U.S. regulators did not flinch from holding individuals accountable in 2018, according to the Securities and Exchange Commission Division of Enforcement's annual report.

Of the 490 standalone enforcement actions the SEC filed, 70 percent included charges against individuals, the agency's enforcement division wrote in its report. The SEC penalized Tesla CEO Elon Musk, former Theranos CEO Elizabeth Holmes, and others for their actions in the past year.

"Those charged include individuals at the top of the corporate hierarchy, including numerous CEOs and CFOs, as well as accountants, auditors, and other gatekeepers," the report said.

The penalties added up to a hefty total in fines, too. For actions involving public companies and subsidiaries in fiscal 2018, monetary settlements totaled $2.4 billion, which is the most since fiscal 2010, according to Cornerstone Research. That total included an order for the Brazilian oil and gas company Petrobras to pay $1.8 billion in disgorgement, interest, and penalties.

Private companies were not immune to SEC watchdogs, either. The commission filed complaints against Silicon Valley-based Theranos for statements it deemed to be false or misleading.

All told, there were 54 entities and 94 individuals named in standalone actions relating to issuer financial reporting and disclosures, ranging from revenue and expense recognition problems to inadequate internal controls.

These examples are a painful reminder of why accurate financial reporting and strong disclosure management cannot be overlooked. Not only are they best practices that serve as a signal of healthy corporate governance, they can be costly to both individuals' pocketbooks and long-term business reputations if ignored.

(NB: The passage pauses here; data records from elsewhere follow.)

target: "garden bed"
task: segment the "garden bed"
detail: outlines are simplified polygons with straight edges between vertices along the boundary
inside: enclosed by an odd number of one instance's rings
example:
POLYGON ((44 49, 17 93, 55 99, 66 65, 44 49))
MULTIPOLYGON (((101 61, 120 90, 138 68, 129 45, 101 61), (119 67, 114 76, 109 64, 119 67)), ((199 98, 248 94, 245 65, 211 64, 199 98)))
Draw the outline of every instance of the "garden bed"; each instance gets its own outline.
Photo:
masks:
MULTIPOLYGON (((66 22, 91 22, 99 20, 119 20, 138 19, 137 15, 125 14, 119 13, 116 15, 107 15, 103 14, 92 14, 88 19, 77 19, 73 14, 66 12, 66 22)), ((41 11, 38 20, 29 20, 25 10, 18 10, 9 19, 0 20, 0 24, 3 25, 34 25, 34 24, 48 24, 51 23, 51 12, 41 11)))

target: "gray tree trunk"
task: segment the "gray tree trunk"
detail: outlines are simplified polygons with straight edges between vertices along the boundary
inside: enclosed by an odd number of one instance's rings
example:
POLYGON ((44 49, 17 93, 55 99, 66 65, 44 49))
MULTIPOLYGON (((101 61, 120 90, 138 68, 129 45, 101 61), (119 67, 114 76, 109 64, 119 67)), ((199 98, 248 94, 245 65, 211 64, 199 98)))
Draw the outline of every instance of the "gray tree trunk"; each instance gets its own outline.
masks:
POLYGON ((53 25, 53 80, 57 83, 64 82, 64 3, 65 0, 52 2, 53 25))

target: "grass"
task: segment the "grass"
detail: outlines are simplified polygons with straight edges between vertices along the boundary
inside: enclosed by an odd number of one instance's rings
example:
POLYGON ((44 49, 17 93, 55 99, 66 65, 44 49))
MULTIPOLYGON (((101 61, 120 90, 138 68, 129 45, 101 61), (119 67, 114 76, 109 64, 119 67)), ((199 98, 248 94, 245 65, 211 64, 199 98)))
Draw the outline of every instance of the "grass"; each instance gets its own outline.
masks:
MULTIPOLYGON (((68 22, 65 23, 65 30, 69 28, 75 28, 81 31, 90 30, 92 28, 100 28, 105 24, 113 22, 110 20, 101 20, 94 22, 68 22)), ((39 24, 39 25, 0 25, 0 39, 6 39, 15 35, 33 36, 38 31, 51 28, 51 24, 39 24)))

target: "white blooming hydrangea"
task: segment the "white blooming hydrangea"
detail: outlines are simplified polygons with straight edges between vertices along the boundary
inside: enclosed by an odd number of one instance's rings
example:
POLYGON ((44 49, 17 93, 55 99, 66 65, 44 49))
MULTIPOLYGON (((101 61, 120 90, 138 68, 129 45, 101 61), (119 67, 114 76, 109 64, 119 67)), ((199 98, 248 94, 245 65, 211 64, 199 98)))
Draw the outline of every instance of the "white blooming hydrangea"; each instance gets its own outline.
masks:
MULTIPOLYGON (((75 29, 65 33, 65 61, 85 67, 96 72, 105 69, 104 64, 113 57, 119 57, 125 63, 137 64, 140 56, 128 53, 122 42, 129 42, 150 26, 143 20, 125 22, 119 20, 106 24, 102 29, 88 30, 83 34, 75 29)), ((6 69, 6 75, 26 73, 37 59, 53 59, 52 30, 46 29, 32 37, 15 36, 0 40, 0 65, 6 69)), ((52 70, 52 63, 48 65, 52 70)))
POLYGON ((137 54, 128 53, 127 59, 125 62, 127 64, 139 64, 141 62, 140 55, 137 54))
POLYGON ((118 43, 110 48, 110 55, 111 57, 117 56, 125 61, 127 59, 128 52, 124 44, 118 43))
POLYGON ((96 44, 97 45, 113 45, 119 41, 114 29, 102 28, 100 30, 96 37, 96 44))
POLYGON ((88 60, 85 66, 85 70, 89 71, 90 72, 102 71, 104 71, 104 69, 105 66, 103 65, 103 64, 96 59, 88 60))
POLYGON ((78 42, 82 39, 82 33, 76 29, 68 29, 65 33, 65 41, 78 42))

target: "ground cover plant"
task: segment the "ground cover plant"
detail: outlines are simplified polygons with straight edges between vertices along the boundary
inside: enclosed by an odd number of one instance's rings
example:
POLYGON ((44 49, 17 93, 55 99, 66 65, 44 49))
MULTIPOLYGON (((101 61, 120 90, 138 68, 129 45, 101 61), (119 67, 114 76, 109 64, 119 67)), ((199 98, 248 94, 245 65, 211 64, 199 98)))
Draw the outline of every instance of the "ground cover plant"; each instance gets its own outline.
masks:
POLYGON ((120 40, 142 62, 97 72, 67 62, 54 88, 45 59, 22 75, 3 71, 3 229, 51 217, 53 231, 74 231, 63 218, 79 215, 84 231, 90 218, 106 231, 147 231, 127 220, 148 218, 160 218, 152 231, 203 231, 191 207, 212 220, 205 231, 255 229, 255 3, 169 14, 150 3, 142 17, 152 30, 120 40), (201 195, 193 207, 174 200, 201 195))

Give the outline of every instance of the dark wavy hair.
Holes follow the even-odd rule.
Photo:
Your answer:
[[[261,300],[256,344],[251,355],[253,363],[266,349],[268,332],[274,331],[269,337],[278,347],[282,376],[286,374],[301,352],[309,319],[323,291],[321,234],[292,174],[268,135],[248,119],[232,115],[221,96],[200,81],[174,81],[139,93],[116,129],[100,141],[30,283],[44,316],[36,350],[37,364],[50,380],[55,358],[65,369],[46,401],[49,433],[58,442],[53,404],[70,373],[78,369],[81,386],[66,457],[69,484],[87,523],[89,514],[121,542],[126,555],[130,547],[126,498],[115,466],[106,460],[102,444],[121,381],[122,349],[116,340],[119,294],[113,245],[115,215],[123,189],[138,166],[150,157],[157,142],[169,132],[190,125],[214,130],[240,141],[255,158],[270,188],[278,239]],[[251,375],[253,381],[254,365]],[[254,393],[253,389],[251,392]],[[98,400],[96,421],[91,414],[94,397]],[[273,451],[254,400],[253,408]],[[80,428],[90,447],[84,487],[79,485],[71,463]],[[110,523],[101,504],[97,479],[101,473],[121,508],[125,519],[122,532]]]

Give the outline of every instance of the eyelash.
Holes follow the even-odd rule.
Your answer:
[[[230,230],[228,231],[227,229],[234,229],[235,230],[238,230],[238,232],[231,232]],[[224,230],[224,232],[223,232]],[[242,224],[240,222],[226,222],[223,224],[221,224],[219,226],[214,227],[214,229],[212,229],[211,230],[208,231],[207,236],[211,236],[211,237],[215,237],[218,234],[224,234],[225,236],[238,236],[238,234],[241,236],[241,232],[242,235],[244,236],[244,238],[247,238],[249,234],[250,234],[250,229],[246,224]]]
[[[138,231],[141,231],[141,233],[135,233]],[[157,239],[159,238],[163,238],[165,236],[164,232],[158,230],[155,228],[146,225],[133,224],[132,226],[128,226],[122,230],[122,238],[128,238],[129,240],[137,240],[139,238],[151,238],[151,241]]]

Going forward, expect the SEC's enforcement division to continue following its five guiding principles:

  1. Look out for the Main Street investor
    The division's directors have said they intend to bring financial relief to those who have been harmed.

  2. Focus on individual accountability
    The SEC is committed to holding individual wrongdoers culpable and protecting investors from these bad actors.

  3. Keep up with technology
    As technology transforms markets, it is also enabling a new generation of cyber-related misconduct. The SEC has taken notice.

  4. Impose remedies that advance the SEC's enforcement goals
    Perhaps one of the most memorable examples from the last year was the package of monetary penalties as well as corporate governance directives for tweets by Musk that the SEC found misleading.

  5. Constantly assess the allocation of SEC resources
    With limited staffing, the SEC has shifted some resources into emerging risks like cyberthreats. Public and private companies may want to follow suit to maintain pace with the regulatory body.

Regulators clearly want financial reporting teams, from the front line to the C-suite, to be more proactive in ensuring the timeliness and accuracy of disclosures. At the same time, internal audit teams have started shifting from focusing solely on assurance to advising their organizations of potential issues and anticipating new risks.

Ongoing risk monitoring and financial close reporting—whether teams report monthly, quarterly, or on an ad hoc basis—can provide greater transparency into how the business and various units are doing against budgets, forecasts, and goals. Additionally, the more connected and continuous the reporting process, the fewer surprises with each required filing, such as 10-Qs or the 10-K.

I feel especially close to this subject because at Workiva, our cloud solutions were specifically designed to enable connected reporting and data collaboration across large organizations. One of the benefits is delivering greater insight into emerging issues and risk. This is accomplished in several ways:

  • Financial reporting teams can make use of technology to capture an audit trail of changes to who revised what and when
  • New technology can archive reviewers' feedback, questions, and comments within the same reporting ecosystem—as well documentation of how concerns were resolved—providing transparency to internal and external auditors
  • Document owners can control access of who can view or edit material, reducing the risk of unauthorized changes

While the SEC Division of Enforcement's annual report is a look back at the year of punishable offenses, it is an important reminder of looking ahead and being proactive. If your company uncovers areas of concern or even potential misconduct, take action early and be transparent. (On that note, in its last earnings release, Kraft Heinz Co. disclosed it took a $25 million charge in the fourth quarter following an internal investigation with external counsel into accounting practices in its procurement division—a matter also under investigation by the SEC. Kraft Heinz, which reported $789 million in revenue in the quarter, has said it determined the amount was immaterial.)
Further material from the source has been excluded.